After our first 2 ASBs, 17 new ones were discovered making
19 ASB locations in
total.
But once we refined our probability estimates of the occurrence of ASBs
and RSBCs, we realised that 4-person ASBs occur little more than random while
3-person ASBs are somewhat more common. Of course the meaning of ASBs is not
intuitively obvious.
It is possible that they are an artefact of GEDmatch's
match-calling methodology. Removal of hard breaks can in effect erroneously
insert 'missing' SNPs. But as GEDmatch advised on 24 Oct 2025: 'The
boundaries of a segment are practically impossible to get exactly correct.
There are alleles in positions which are not SNPs and the crossover is
likely not exactly at a SNP. So the mismatch at the front of the segment is
before the segment actually starts and the mismatch after the end of the
segment is after the segment ends.
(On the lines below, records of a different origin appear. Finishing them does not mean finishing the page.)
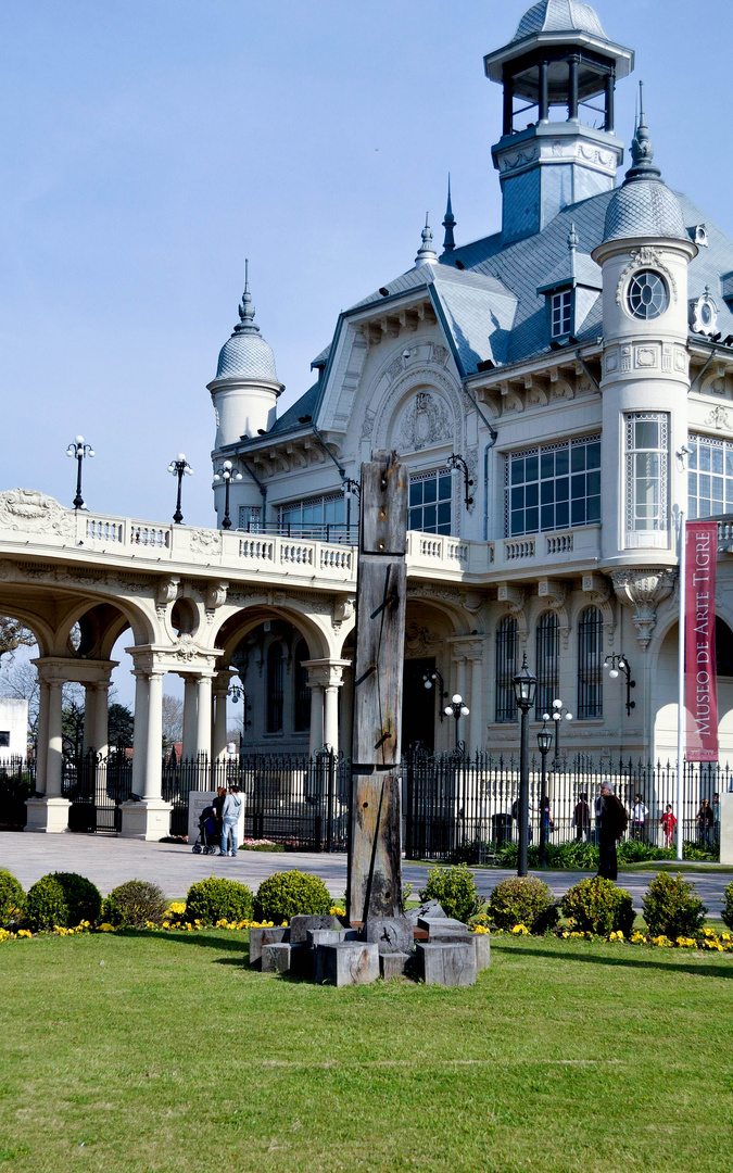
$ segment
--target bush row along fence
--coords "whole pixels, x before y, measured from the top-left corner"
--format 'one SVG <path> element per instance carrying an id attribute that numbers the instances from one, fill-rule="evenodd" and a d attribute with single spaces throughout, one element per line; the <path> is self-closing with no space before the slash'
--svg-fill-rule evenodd
<path id="1" fill-rule="evenodd" d="M 677 771 L 642 762 L 591 761 L 576 758 L 550 771 L 551 829 L 548 841 L 595 841 L 596 798 L 609 779 L 629 815 L 626 838 L 651 847 L 667 846 L 664 814 L 677 813 Z M 347 846 L 351 762 L 323 751 L 314 757 L 253 754 L 209 762 L 205 759 L 163 764 L 163 798 L 171 804 L 171 833 L 188 833 L 190 791 L 238 786 L 246 795 L 245 834 L 271 839 L 301 850 L 340 852 Z M 410 859 L 448 860 L 468 846 L 479 859 L 518 838 L 516 805 L 518 764 L 489 754 L 460 752 L 408 754 L 402 766 L 403 834 Z M 684 838 L 713 847 L 718 841 L 713 798 L 733 789 L 733 774 L 715 762 L 685 767 Z M 0 825 L 23 826 L 25 800 L 35 792 L 33 762 L 0 764 Z M 69 827 L 79 832 L 118 832 L 121 805 L 133 794 L 133 767 L 123 755 L 99 759 L 87 754 L 63 769 L 63 796 L 69 799 Z M 647 814 L 644 825 L 631 819 L 634 795 Z M 530 769 L 530 835 L 537 842 L 542 780 L 538 764 Z M 701 815 L 704 800 L 711 804 Z M 667 825 L 668 826 L 668 825 Z"/>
There is also the possibility that the
SNPs after the beginning of the mismatch at the beginning of the segment
happen by chance and the segment might actually start after the first
aligned SNP following the match. For example if the first SNP inside the
segment is AC then it will match what ever is in the other kit but the
crossover may be further in. The same is true at the end of the segment.
Finally if the two kits are not from the same vendor chip set there are SNPs
which do not align and had those SNPs been available the mismatch SNPs which
bound the segment may be different'. Consequently it seems likely that ASBs
can be considered a random occurrence whose probability can be affected by
the number of segment-matches and hence increased (like RSBCs) by the
'pile-up' problem.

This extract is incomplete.